There are three main reasons you can’t get fully staffed:

  1. Your numbers are built on a perfect world, which you don’t live in.
  2. Your hiring managers refuse to over-hire.
  3. Your organization actually likes to be under staffed.

Why staffing forecasting is broken

OK, let me explain.

The concept of being fully staffed is this perfect-case scenario — a theory, really — because in business there is a “perfect” amount of manpower you should have for the “perfect” amount of business that you have at any given moment. That’s a lot of “perfects” to happen all at once!

Usually your finance team comes up with the numbers based on budgeting metrics. These numbers are drawn down to monthly, weekly, daily and hourly measures to try and give you precise number of “bodies” needed at any given time.

You already know all of this. What you don’t know is why this type of forecasting is so broken when it comes to staffing.

These models are predictive of having a fully functioning staff to meet the perfect number needed — fully trained, fully productive, etc. If the model says you need 25 nurses to run a floor, in reality you probably need many more than that. Finance doesn’t like to hear this because they don’t want to pay 28 nurses when the budget is for 25 nurses.
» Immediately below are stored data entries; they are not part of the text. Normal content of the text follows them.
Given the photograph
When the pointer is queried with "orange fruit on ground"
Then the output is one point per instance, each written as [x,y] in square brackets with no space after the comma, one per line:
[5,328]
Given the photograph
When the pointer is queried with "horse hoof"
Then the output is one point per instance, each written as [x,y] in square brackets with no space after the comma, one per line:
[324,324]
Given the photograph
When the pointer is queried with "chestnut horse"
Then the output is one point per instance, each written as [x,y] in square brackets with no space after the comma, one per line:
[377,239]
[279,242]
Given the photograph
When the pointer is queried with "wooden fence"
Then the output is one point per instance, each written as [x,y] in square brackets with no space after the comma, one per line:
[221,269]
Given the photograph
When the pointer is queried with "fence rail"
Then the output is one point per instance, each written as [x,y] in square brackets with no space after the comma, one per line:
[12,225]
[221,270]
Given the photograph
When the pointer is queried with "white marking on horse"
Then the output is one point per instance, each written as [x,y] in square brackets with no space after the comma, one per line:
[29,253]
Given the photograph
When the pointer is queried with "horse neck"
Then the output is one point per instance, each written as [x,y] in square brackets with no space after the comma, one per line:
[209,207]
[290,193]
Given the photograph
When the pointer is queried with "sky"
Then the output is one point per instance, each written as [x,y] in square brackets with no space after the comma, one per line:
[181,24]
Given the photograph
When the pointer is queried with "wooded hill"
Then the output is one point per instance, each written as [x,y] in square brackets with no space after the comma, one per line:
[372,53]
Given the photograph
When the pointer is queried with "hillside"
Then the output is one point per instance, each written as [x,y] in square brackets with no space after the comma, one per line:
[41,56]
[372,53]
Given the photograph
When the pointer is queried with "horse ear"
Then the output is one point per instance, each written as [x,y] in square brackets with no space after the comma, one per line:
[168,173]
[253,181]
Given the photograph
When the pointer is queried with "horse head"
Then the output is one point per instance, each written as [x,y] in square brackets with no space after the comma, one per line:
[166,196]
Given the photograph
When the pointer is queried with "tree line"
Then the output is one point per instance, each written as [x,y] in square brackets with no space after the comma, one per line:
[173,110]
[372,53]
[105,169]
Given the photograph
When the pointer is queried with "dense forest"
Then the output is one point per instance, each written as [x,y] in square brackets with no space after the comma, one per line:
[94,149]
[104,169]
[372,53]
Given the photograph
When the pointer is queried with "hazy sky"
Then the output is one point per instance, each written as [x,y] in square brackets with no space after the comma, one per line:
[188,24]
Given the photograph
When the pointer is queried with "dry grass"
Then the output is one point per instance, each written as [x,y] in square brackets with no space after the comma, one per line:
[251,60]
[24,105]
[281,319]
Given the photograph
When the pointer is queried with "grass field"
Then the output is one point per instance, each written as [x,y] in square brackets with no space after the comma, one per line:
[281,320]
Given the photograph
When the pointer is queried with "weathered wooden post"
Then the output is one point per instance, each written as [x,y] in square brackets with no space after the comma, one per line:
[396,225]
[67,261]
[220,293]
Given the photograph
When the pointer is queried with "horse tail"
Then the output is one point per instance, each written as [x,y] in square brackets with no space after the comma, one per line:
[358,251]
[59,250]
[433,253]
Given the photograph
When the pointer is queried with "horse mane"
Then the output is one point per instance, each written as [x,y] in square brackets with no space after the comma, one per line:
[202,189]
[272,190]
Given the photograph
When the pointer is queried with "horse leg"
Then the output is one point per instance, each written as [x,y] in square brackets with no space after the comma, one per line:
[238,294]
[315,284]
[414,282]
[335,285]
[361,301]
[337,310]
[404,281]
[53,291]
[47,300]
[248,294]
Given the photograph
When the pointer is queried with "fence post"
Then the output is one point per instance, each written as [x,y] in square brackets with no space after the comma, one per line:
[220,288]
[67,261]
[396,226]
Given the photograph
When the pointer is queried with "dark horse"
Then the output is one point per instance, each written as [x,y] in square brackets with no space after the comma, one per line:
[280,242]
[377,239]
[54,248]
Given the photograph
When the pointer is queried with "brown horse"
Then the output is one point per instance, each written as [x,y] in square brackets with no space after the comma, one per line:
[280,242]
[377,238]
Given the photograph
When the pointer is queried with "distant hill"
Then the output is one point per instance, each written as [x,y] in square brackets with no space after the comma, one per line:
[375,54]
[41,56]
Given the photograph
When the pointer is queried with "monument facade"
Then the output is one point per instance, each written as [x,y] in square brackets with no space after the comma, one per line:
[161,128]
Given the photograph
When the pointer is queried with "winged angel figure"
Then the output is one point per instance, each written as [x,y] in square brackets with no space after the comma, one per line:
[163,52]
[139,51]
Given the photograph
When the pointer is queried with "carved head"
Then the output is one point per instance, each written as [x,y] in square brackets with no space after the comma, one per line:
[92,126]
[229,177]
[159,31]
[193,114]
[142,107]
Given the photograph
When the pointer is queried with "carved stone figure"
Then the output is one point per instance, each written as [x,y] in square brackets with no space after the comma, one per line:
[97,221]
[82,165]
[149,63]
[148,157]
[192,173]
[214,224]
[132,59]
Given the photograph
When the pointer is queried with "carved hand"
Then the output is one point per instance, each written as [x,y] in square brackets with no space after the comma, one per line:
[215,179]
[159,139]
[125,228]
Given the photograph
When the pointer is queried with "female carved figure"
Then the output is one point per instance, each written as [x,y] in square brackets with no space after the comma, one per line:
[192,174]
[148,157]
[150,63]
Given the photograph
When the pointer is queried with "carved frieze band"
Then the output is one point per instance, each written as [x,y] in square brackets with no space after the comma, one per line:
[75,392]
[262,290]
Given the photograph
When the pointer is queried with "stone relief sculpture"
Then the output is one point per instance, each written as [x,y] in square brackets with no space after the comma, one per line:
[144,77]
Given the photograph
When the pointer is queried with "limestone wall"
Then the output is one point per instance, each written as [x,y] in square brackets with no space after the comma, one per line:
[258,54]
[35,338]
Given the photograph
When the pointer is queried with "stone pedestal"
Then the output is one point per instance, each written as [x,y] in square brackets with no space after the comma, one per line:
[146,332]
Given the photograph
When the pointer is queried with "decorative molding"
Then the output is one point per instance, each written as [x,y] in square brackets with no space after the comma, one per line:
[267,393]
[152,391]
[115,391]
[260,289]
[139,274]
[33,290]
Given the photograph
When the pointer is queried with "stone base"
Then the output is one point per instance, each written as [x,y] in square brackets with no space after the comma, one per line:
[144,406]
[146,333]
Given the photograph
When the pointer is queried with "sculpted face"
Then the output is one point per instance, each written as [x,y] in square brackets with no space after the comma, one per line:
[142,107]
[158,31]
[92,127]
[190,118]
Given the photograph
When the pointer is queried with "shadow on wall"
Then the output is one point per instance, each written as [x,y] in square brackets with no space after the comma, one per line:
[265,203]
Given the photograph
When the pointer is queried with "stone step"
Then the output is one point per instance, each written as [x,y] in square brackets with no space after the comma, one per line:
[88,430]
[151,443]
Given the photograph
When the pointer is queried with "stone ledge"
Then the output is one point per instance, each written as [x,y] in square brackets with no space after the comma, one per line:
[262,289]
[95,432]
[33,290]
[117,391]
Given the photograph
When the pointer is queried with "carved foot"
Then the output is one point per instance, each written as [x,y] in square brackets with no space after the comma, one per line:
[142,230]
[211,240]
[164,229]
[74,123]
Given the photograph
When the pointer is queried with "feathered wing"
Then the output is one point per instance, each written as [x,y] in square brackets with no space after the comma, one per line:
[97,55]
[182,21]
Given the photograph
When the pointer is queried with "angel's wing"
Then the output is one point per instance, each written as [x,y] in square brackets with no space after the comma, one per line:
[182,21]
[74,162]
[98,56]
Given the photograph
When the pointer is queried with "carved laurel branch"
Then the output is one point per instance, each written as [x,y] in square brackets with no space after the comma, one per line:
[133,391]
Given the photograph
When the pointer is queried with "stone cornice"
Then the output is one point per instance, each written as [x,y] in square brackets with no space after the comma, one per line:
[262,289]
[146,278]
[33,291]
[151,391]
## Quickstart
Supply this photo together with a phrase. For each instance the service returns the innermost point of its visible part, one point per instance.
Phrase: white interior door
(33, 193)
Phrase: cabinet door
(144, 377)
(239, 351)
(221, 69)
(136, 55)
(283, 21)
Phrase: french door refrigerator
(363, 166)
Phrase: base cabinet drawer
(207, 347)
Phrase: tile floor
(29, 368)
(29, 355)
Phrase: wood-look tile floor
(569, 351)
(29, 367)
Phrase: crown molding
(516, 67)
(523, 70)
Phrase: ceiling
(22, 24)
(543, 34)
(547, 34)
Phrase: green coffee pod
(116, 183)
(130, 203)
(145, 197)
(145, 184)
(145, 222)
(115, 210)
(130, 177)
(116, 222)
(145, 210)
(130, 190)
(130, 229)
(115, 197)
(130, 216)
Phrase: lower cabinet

An argument that goes around in circles

But you’re in HR, so you know the reality – staffing 25 nursing openings (or servers, or assembly workers, or software developers, etc.) — takes more than 25 nurses. You have some nurses who are great and experienced, and, you have ones who are as green as grass. Plus, you have ones retiring in a few months, some taking leave, some leaving for other jobs, etc. Because of this, you have a budget for overtime.

Why? Because you need coverage. This why you need more than 25 nurses. And the staffing levels argument goes around and around in circles with finance.

I’ve worked with some great finance partners that get the entire scenario above, and would let me hire as many people as I felt I needed — and it still didn’t work! That’s because hiring managers struggle with one very real issue – what if?

What if, Tim, we do get all 28 hired and now I only have needs for 25? What will we do? Even when you explain the reality, they will subconsciously drag their feet not to hire just in case this might actually come true.

A stupid little “perfect” concept

I’ve met with HR/Talent Pros from every industry, and all of them share very similar stories. They can’t get fully staffed because of that stupid little “perfect” concept — “what if we actually get staffed?” That’s it.

You can’t get staffed because you actually might get staffed — if your fully staffed hiring managers are now held accountable to being leaders.

If you’re fully staffed, plus some extra, hiring managers have to manage performance and let weak performers go. If you’re fully staffed, being a hiring manager actually becomes harder.

When you’re under staffed, everyone realizes why you keep a low performer, and why you allow your people to work overtime they now count on as part of their compensation and can’t live without. When you’re under staffed, everyone has an excuse.

You’ll never become fully staffed because deep down in places you don’t talk about at staffing meetings, you like to be under staffed, you need to be under staffed!.